Other things that affect the affluent, and were giving the government bad press, were also tackled. The controversial ‘Angel Tax’ was removed entirely. In some senses, it was an admission that Sitharaman’s Budget Speech announcements, asking the taxman to go easy on startups, hadn’t made any real difference on the ground. New norms were announced to calm fears of ‘tax terrorism’. And, what should come as a relief to corporates, CSR violations will no longer attract a jail-term.
Note that everything announced by the FM in her ‘mini-budget’ had to do with the affluent. There was nothing for the poor, who are not being able to buy biscuits or replace toothbrushes.
One could argue that if the auto-sector comes back on track, lakhs of people will get their jobs back. But, will that really happen?
The talk about the slowdown causing job-cuts was always a red-herring to garner sops for India Inc. Take a look at India’s largest car-maker, Maruti Suzuki Limited’s, financials and you will see that its employee cost was just 4.2% of its total expenses in 2018-19. Even in the first quarter of this fiscal, where it has seen a huge drop in sales, its employee cost was just 4.7% of total expenses.
Let’s take Britannia Industries, which says it can’t even sell 5-rupee biscuit packs. It’s employee cost in 2018-19 was 4.7% of total expenses. The company’s standalone employee cost in the June quarter of this year was about 4.1% of total expenses. Again, a very minor amount when it comes to affecting its overall profits.
We know that the salaries and emoluments of top executives make up a substantial chunk of the total wage bill of any company. In 2018-19 Maruti, for instance, paid its 12 directors a total of Rs 12 crore. In the same year, Britannia paid its 14 directors, the CEO and the CFO a total of Rs 22 crore or about 5% of the company’s total employee expenses.
These people are unlikely to be asked to go, and even if they are, they will be replaced with other, equally expensive people. The job cuts, if any, would take place at the bottom level, usually amongst those hired on contract, for relatively low wages. So, even if 10% of them are sacked, companies like Maruti or Britannia won’t be able to save more than 0.2%-0.3% of their total costs.

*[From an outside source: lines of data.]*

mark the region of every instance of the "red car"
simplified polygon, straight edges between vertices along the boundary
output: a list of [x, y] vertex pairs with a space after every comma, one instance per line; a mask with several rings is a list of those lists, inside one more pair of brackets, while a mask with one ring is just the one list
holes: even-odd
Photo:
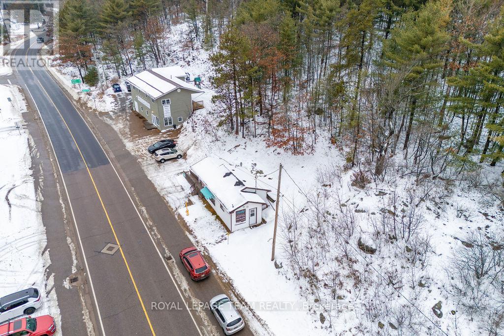
[[184, 248], [180, 251], [178, 256], [193, 280], [201, 280], [210, 275], [210, 266], [196, 247]]
[[48, 315], [25, 317], [0, 325], [0, 336], [52, 336], [55, 332], [54, 319]]

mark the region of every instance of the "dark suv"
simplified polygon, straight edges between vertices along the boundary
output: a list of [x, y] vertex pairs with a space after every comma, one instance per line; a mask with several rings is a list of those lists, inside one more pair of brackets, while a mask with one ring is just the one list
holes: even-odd
[[163, 149], [163, 148], [175, 148], [175, 146], [176, 146], [176, 145], [177, 143], [175, 142], [174, 140], [172, 140], [171, 139], [165, 139], [164, 140], [158, 141], [154, 145], [151, 145], [147, 147], [147, 151], [151, 154], [153, 154], [154, 152], [158, 149]]

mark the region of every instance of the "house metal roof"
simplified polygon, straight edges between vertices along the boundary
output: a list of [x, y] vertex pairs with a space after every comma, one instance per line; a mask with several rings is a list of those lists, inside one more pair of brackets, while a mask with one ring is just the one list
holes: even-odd
[[241, 191], [246, 187], [243, 181], [234, 174], [232, 167], [220, 159], [208, 157], [191, 166], [191, 169], [228, 212], [248, 202], [265, 204], [257, 193]]
[[204, 91], [178, 78], [185, 76], [180, 66], [166, 66], [145, 70], [128, 79], [128, 81], [154, 99], [176, 90], [184, 89], [196, 93]]

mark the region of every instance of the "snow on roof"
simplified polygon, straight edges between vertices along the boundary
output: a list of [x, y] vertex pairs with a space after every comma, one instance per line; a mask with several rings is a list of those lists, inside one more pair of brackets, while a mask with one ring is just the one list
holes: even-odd
[[242, 191], [246, 185], [220, 159], [207, 157], [191, 168], [229, 212], [248, 202], [264, 203], [257, 193]]
[[243, 181], [243, 183], [245, 183], [245, 187], [247, 188], [262, 189], [268, 191], [271, 191], [272, 189], [274, 189], [271, 186], [259, 180], [259, 179], [262, 177], [262, 175], [260, 174], [258, 174], [258, 179], [256, 181], [255, 178], [253, 176], [251, 176], [253, 175], [254, 174], [250, 172], [249, 172], [248, 174], [246, 173], [245, 169], [243, 168], [233, 167], [231, 168], [231, 169], [233, 171], [233, 174], [236, 177]]
[[127, 81], [154, 99], [178, 88], [195, 92], [203, 92], [194, 85], [177, 78], [184, 76], [182, 68], [175, 65], [145, 70], [128, 78]]

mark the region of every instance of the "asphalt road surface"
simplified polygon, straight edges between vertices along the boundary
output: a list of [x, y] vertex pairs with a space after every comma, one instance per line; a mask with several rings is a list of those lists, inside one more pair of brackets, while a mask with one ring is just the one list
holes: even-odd
[[[15, 49], [14, 67], [26, 95], [40, 113], [64, 181], [92, 293], [95, 331], [110, 335], [206, 333], [208, 329], [198, 314], [186, 309], [185, 299], [164, 254], [124, 187], [121, 179], [128, 177], [119, 178], [84, 119], [37, 61], [41, 46], [33, 38]], [[123, 161], [122, 164], [127, 165]], [[161, 235], [163, 232], [169, 235], [162, 238], [176, 257], [177, 249], [190, 246], [190, 241], [173, 214], [163, 206], [159, 194], [151, 189], [146, 192], [151, 203], [146, 208], [149, 217], [155, 223], [162, 220], [168, 224], [160, 230]], [[161, 205], [158, 211], [153, 210], [157, 204]], [[110, 250], [105, 248], [107, 246]], [[114, 246], [120, 247], [116, 249]], [[188, 279], [185, 270], [182, 272]], [[207, 302], [222, 292], [214, 276], [203, 283], [189, 283], [198, 300]], [[158, 302], [172, 303], [174, 309], [152, 309], [152, 303]], [[214, 325], [211, 333], [221, 333], [211, 315], [205, 313]], [[68, 318], [62, 312], [62, 318]], [[250, 331], [247, 328], [241, 333]]]

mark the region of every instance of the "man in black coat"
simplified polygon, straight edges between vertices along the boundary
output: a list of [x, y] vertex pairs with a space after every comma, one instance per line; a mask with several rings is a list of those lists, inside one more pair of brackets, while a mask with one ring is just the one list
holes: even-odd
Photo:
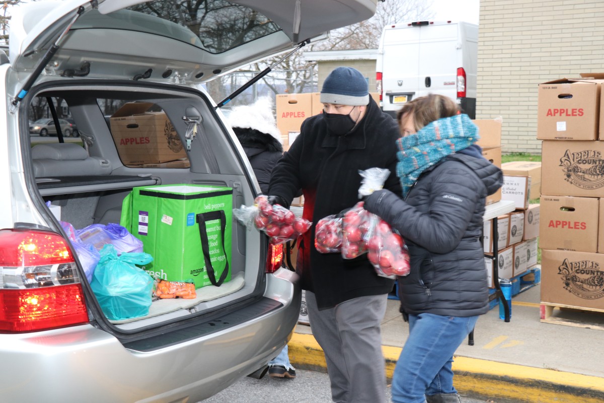
[[[273, 170], [269, 200], [288, 207], [302, 189], [303, 216], [313, 224], [359, 201], [359, 170], [387, 168], [385, 189], [400, 193], [395, 175], [396, 121], [369, 97], [367, 80], [339, 67], [321, 91], [323, 113], [306, 120]], [[315, 226], [299, 240], [296, 271], [306, 290], [313, 335], [326, 355], [334, 402], [385, 401], [380, 323], [394, 280], [378, 276], [364, 254], [321, 254]]]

In other words, manufacturing companies can easily ride through these tough times without sacking their workers. In fact, any sop given to them, is likely to go towards adding to their bottomline, instead of saving jobs.
What Sitharaman should have done, instead of giving freebies to the affluent, is to announce additional government spending in MNREGA and plans for filling vacancies in government jobs. The Modi government could have raised support prices for crops and, at the same time, allocated more money towards PDS, to reduce the amount the poor are spending on food, so that they could spare some cash for other goods.
That would have revived demand from below, instead of applying a salve on the superficial scratches that this slowdown has given to India’s top corporates. It appears that the government realised that you need the rich on your side to manage the media narrative, without which it is difficult to win elections.
Aunindyo Chakravarty is a former senior managing editor at NDTV.